第241話 ブロスの能力

「まずは普通に我を使ってみろ」


「ああ」


とりあえずブロスに魔力を渡した。そこで気が付いたのだが、何をしたらいいか全く分からない。



「ブロスの能力って何なの?やっぱり兄妹だからディアの反射と似た感じなの?」


俺は悪魔が1つ持っている能力をブロスから聞いていない。そしてディア達でもブロスの能力を見た事すらないと言っていた。


「そうだな言ってなかった」


ブロスはそう言うと、エリーラの方をちらっと見てから俺の中に入ってきた。



『周りに聞かれないようにするためにここで言うぞ』


『分かった』


ブロスは聞かれないようにするために俺の中で言うそうだ。確かに1つしかない悪魔の能力を知られる事は良くないとシファも言っていた。



『ちなみに妹の能力とは全く関係していない』


『あ、そうなの?』


『悪魔は家系で能力が遺伝することは無い』


どうやらブロスは反射とは全く関係のない能力のようだ。



『俺は、傷を付けた時に能力を1つ封じるという能力だ』


『傷を付けた時?』


『ああ。それは傷の大小を問わずにだ。人間で言うところのスキルだな』


なるほど…確かにそれは悪魔相手なら最強に近い。なぜなら悪魔は能力を1つしか持っていない。つまり、傷をつけられた時点で悪魔は能力を使えなくなる。それと、確かにその能力ならディア達が見たことが無いのも納得できる。これはディアの反射と違って物理的に見ることが不可能な能力なのだから。
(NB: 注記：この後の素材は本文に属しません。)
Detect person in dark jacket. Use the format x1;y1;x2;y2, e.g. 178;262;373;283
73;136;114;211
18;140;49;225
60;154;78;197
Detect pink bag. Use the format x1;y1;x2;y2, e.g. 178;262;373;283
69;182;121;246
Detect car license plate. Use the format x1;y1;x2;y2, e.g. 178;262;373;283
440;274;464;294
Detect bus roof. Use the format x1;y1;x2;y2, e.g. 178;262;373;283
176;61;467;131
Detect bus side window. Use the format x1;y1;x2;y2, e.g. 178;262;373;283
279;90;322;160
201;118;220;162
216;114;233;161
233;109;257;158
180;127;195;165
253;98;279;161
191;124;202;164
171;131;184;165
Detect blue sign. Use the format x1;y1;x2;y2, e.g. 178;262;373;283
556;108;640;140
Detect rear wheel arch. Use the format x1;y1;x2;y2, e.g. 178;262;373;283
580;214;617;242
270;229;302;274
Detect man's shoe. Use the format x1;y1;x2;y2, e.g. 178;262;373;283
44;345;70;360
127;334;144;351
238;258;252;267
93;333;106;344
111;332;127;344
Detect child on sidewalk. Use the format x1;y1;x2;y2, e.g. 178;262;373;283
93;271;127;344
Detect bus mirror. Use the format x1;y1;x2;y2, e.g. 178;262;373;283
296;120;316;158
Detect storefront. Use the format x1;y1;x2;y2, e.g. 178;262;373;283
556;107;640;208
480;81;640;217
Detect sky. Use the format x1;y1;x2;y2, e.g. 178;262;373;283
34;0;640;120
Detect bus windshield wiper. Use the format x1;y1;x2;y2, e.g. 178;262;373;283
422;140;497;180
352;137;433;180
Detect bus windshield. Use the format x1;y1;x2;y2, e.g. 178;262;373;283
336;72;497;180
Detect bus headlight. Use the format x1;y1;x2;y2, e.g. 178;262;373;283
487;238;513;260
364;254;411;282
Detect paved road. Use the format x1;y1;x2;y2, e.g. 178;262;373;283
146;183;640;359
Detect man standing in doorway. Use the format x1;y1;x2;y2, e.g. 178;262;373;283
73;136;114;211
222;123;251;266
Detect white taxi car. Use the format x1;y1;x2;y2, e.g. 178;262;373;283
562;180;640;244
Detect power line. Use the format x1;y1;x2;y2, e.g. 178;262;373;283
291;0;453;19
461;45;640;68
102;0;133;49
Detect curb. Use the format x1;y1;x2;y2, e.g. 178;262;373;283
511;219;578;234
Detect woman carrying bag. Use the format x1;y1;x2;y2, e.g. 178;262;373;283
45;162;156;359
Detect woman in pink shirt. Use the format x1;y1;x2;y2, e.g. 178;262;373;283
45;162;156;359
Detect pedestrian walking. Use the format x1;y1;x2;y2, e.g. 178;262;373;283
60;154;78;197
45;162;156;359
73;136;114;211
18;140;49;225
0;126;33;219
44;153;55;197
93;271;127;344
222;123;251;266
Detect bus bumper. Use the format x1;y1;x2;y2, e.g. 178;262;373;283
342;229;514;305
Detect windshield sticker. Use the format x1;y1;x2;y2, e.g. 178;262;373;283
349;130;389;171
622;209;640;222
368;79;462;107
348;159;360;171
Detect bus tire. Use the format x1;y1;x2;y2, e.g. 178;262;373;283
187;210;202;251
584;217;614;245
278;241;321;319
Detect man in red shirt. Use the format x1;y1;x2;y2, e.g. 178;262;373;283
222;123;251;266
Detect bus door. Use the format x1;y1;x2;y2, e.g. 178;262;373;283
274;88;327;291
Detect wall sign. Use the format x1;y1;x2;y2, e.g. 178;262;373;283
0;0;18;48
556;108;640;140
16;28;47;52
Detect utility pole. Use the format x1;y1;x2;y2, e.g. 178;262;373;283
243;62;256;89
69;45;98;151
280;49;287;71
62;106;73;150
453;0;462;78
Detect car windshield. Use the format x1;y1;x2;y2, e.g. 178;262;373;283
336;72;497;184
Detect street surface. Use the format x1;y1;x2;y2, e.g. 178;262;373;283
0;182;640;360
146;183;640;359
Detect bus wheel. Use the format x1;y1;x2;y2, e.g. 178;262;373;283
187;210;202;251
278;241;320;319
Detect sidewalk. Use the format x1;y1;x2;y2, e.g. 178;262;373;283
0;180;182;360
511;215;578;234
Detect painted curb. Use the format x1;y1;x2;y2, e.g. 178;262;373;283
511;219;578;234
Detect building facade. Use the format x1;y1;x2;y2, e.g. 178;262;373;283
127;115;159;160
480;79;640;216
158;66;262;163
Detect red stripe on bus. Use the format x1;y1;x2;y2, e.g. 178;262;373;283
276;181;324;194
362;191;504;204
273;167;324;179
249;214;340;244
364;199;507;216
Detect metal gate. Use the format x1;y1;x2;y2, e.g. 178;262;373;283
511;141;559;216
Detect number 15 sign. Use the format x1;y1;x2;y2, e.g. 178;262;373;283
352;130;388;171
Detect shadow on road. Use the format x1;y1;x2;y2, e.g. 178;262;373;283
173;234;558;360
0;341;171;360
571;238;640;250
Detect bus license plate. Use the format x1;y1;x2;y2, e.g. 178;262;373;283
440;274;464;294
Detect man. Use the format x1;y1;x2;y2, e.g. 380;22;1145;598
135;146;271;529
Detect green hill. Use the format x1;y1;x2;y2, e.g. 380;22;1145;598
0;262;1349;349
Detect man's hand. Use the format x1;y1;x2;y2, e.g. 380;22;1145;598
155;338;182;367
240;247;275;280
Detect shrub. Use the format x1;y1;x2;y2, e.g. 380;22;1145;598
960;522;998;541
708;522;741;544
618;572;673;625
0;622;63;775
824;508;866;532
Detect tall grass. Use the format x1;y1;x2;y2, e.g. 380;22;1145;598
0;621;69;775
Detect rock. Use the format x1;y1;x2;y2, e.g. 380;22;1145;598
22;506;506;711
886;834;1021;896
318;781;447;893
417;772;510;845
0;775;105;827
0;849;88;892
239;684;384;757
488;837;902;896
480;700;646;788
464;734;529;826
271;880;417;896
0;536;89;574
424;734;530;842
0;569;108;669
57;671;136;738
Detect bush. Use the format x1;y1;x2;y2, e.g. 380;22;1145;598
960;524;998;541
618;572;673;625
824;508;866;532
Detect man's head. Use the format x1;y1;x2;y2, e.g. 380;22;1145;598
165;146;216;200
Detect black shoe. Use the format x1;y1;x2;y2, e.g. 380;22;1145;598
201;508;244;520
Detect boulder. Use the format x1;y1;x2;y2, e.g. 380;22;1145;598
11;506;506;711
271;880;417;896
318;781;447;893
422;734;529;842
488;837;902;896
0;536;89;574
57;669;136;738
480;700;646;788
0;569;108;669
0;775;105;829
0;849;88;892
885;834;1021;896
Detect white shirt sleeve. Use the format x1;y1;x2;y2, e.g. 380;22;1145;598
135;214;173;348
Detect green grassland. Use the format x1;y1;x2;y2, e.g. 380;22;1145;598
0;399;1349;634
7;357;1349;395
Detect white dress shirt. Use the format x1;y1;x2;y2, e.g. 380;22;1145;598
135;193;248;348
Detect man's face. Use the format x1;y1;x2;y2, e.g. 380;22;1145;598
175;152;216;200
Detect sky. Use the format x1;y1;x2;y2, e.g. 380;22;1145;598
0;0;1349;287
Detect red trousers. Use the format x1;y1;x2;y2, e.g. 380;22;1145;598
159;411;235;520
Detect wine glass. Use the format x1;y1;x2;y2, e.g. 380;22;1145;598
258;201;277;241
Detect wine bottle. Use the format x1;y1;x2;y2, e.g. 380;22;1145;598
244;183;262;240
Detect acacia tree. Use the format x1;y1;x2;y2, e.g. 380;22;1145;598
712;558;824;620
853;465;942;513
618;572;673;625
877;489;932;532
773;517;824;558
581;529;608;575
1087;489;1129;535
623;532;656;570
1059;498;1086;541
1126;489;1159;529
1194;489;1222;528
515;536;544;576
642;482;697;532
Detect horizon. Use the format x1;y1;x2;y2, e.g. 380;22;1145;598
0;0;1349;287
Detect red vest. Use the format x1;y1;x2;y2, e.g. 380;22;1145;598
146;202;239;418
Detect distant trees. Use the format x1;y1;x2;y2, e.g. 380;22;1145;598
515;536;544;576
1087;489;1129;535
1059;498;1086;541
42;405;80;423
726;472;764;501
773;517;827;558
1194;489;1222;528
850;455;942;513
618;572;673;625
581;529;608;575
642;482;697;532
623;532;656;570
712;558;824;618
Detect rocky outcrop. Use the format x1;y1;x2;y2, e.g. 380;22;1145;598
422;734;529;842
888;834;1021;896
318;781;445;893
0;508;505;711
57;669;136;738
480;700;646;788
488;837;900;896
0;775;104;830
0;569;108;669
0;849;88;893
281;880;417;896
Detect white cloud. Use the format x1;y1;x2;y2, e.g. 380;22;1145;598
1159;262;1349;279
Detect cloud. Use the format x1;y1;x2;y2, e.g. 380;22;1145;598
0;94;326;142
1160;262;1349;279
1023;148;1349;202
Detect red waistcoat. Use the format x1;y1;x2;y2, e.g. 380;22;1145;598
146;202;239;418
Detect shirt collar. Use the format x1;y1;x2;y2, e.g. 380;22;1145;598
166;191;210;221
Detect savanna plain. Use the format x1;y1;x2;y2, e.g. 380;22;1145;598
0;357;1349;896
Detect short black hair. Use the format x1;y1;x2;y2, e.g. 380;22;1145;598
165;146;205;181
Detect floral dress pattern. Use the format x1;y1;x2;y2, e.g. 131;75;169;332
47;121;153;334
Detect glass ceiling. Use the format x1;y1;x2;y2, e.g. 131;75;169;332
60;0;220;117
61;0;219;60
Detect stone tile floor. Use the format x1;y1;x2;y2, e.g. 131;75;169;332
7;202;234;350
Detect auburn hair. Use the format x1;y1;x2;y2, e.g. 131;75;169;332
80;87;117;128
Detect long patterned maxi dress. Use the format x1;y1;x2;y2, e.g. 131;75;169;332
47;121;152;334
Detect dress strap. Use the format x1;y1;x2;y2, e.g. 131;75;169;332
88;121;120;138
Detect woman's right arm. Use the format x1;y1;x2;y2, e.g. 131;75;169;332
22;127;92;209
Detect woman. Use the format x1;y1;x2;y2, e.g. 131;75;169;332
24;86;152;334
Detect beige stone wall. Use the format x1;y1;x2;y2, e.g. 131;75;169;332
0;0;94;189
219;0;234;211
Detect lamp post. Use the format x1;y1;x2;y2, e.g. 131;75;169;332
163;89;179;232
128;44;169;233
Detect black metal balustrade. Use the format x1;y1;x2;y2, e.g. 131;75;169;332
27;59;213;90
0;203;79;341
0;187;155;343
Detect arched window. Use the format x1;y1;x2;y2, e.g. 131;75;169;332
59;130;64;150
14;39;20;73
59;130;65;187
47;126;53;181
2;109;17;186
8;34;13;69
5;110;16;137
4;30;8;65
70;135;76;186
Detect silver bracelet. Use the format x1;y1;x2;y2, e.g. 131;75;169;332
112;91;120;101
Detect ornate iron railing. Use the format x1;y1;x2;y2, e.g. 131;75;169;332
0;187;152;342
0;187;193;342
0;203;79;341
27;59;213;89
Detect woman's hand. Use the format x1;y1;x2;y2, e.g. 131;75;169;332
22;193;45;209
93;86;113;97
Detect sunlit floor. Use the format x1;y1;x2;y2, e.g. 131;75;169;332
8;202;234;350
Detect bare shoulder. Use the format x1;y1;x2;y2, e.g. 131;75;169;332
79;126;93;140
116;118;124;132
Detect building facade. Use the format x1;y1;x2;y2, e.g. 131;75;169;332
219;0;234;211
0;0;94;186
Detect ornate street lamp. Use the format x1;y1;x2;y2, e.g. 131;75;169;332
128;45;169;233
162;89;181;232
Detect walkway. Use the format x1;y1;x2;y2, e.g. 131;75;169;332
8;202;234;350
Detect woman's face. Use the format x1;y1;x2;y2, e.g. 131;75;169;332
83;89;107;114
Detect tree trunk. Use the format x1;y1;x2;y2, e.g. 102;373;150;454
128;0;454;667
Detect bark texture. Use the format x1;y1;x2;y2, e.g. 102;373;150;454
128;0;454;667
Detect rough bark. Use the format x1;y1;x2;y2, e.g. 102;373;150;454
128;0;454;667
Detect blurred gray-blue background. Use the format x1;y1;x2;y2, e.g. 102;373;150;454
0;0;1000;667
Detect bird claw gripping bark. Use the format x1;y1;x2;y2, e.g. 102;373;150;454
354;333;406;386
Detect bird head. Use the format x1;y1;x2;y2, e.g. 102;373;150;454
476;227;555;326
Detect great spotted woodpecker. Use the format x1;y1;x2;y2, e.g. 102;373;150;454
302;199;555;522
この能力をソフィのスキルを封じるスキルと比べると、ブロスの方が格段に強いだろう。ソフィは無条件に近付きさえすれば使えるが、同時に1つしかダメだ。それもスキル名を知っていないといけない。

それに対してブロスの能力は傷を付けるという条件はあるが、スキル名なんて知らなくてもスキルを何個でも封じることができる。

ちなみにブロスの能力では、封じるのは同時に何人でも可能だそうだ。これは直接明日に関係しない気がするけどかなり強い。



『ちなみに封じるスキルは使用頻度が高いスキルからランダムで選ばれる』


『そうか』


つまり、俺で言うと、騎乗と解体とかは封じられることはまず無いということだ。ちなみに詳しくどれくらいの使用頻度なら選ばれる対象になるかはブロスでも分からないそうだ。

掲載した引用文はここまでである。